La mostra mette in evidenza molto bene, attraverso una interpretazione nuova, rispetto agli studi del passato, come il movimento abbia segnato specificatamente “uno stile”, chiaramente apprezzabile attraverso una serie di capolavori della pittura e della scultura, che pur “firmati” da artisti che avevano formazione diversa, come Segantini, Previati, Boldini, Sartorio, De Carolis, Longoni, Morbelli, Nomellini, Kienerk, Chini, Casorati, Zecchin, Bistolfi, Canonica, Trentacoste, Andreotti, Baccarini, miravano a contenuti e messaggi simili, sia nella rappresentazione del mito o dell’allegoria, che nel paesaggio che lascia lo spettatore davvero “incantato” davanti ai vari dipinti.

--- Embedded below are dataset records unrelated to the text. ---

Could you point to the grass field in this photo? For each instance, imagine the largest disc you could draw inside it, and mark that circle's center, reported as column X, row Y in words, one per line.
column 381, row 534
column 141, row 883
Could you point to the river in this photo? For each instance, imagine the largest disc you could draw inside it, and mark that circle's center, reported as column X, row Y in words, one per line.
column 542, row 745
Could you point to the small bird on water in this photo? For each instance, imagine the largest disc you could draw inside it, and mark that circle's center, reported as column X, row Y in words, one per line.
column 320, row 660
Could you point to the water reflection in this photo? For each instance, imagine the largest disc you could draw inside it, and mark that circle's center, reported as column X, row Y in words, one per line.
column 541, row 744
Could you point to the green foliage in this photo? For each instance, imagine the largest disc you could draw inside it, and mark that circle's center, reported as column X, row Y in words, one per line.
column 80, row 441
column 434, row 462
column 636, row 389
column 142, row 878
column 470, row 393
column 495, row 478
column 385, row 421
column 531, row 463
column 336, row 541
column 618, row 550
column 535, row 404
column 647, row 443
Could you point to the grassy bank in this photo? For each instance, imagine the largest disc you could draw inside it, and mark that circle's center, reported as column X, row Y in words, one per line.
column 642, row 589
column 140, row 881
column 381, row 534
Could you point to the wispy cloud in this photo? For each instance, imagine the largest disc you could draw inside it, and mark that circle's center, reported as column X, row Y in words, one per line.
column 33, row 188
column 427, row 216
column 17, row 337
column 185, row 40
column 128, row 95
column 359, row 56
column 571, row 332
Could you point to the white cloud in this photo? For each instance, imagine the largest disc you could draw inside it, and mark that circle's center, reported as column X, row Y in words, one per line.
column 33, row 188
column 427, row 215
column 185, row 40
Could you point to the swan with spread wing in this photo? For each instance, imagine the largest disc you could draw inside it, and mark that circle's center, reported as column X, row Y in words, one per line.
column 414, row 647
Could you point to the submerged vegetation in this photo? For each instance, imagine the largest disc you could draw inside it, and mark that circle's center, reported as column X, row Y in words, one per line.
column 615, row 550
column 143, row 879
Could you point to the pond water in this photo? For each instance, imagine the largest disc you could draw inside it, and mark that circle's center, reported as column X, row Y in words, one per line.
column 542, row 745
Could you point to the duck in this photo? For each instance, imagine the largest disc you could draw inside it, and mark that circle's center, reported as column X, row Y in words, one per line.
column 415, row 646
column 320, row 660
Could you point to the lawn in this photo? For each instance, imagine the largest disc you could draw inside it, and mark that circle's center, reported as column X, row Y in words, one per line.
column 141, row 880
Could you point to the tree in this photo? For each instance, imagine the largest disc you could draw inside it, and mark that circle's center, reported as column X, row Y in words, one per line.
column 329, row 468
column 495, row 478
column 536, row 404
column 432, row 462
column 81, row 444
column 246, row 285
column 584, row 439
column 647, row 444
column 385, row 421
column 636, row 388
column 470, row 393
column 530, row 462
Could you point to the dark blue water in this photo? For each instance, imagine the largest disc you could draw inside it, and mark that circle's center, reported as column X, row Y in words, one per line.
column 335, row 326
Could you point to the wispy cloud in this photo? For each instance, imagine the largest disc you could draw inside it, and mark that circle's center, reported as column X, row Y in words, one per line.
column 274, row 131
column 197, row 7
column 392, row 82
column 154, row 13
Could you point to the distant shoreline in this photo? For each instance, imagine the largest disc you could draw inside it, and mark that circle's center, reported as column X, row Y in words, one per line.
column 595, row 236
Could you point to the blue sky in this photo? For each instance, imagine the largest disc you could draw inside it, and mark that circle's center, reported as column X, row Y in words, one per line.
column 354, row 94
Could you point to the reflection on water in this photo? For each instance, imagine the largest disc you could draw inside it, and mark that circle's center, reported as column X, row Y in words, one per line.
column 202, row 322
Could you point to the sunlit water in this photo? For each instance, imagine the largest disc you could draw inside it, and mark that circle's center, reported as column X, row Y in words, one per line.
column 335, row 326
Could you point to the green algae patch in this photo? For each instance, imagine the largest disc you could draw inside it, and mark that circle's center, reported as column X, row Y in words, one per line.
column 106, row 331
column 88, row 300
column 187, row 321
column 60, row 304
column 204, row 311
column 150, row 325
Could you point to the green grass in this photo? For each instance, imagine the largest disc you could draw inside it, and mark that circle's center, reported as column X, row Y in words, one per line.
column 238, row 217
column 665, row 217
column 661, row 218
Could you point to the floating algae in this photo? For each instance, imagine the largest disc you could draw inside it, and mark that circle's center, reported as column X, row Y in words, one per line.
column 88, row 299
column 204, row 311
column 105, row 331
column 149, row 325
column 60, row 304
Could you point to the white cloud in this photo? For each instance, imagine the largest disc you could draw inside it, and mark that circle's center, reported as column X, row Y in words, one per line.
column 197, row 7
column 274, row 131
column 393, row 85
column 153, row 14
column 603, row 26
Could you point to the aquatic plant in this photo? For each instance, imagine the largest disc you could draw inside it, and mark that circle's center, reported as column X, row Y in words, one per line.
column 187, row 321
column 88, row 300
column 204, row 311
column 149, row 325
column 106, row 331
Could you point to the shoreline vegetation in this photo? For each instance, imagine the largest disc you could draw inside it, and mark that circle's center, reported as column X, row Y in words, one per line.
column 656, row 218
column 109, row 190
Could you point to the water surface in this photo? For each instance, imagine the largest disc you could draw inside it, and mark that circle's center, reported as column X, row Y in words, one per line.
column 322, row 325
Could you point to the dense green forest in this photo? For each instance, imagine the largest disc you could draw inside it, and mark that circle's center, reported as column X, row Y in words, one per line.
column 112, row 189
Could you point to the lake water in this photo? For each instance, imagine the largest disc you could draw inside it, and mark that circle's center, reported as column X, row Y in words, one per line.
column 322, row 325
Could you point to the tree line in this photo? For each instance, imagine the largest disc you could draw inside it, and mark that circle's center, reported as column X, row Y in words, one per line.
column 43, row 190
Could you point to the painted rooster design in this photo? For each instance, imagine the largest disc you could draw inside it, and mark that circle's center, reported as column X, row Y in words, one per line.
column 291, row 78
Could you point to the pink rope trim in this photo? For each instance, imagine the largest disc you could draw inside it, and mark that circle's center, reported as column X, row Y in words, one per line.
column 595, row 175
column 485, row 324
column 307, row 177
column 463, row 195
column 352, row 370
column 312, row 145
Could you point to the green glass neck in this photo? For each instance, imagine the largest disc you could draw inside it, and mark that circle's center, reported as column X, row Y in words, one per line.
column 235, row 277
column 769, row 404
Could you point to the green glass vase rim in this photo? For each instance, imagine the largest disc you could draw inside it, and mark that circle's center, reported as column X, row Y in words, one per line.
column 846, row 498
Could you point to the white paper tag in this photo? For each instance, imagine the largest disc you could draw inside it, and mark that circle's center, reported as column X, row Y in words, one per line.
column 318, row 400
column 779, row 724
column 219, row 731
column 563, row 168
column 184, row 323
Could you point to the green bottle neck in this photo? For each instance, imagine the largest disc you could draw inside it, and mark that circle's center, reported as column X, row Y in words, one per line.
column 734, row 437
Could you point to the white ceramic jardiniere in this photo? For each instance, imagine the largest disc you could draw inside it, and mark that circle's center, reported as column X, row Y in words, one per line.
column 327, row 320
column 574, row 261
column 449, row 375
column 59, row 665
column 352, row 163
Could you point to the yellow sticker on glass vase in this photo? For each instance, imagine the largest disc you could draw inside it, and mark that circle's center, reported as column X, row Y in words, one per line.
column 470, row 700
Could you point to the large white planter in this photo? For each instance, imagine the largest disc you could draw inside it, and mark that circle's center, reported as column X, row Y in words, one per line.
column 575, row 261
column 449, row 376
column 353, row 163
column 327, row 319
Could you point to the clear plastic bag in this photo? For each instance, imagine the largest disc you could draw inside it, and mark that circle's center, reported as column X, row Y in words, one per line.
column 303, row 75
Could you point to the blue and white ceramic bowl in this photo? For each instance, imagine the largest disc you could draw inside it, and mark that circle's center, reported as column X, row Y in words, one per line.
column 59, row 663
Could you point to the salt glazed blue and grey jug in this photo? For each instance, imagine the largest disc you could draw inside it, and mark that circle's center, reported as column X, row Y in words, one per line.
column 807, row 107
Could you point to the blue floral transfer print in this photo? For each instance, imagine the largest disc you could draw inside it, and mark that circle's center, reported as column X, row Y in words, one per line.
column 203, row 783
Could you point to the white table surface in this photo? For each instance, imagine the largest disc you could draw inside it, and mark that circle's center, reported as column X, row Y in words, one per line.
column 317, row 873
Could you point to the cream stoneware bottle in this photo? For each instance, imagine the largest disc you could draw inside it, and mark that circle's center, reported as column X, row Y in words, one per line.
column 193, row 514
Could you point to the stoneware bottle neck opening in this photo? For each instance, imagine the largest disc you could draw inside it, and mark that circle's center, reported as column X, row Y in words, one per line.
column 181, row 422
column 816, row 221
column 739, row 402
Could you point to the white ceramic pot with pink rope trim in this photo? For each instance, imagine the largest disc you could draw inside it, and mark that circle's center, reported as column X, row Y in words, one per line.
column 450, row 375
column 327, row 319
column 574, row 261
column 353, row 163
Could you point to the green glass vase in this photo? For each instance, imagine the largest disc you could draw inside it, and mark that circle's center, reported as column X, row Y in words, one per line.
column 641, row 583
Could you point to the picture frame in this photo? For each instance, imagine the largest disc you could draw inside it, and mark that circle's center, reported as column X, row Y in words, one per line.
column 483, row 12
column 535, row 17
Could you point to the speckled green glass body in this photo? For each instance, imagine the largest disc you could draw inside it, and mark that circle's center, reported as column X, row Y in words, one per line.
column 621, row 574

I valori decorativi vengono, in questo movimento, confrontati con quelli pittorici e plastici nelle sezioni dedicate alla grafica, all’illustrazione, ai manifesti pubblicitari e alle infinite manifestazioni dell’architettura e delle arti applicate. Così i ferri battuti di Mazzucotelli e Bellotto; le ceramiche di Chini, Baccarini, Cambellotti, Spertini, Calzi; i manifesti di Dudovich, Hohenstein, Boccioni, Terzi, Mataloni, Beltrame, Palanti; i mobili di Zen, Issel, Basile, Bugatti, Fontana; i vestiti di Eleonora Duse, i merletti di Aemilia Ars e gli arazzi di Zecchin vivono di nuovi confronti. Ed é per questo che dalla esposizione scaturisce la consapevolezza che il Liberty sia stato davvero “uno stile della vita”, con le sue linee sinuose e fluttuanti, di cui forse protagonista imperante è la donna, nella sua fragilità forse, ma anche “superba e carnale”, nell’ immagine che dà “del piacere e della libertà”.
Molte le possibili connessioni con la letteratura, il teatro e la musica, che vengono segnalate in mostra attraverso la grafica e i libri illustrati, ma anche attraverso gli stessi dipinti e le sculture. Curatori della mostra sono stati Maria Flora Giubilei, Fernando Mazzocca e Alessandra Tiddia e mentre il prestigioso comitato scientifico è stato presieduto da Antonio Paolucci, la direzione generale dell’esposizione è stata affidata a Gianfranco Brunelli.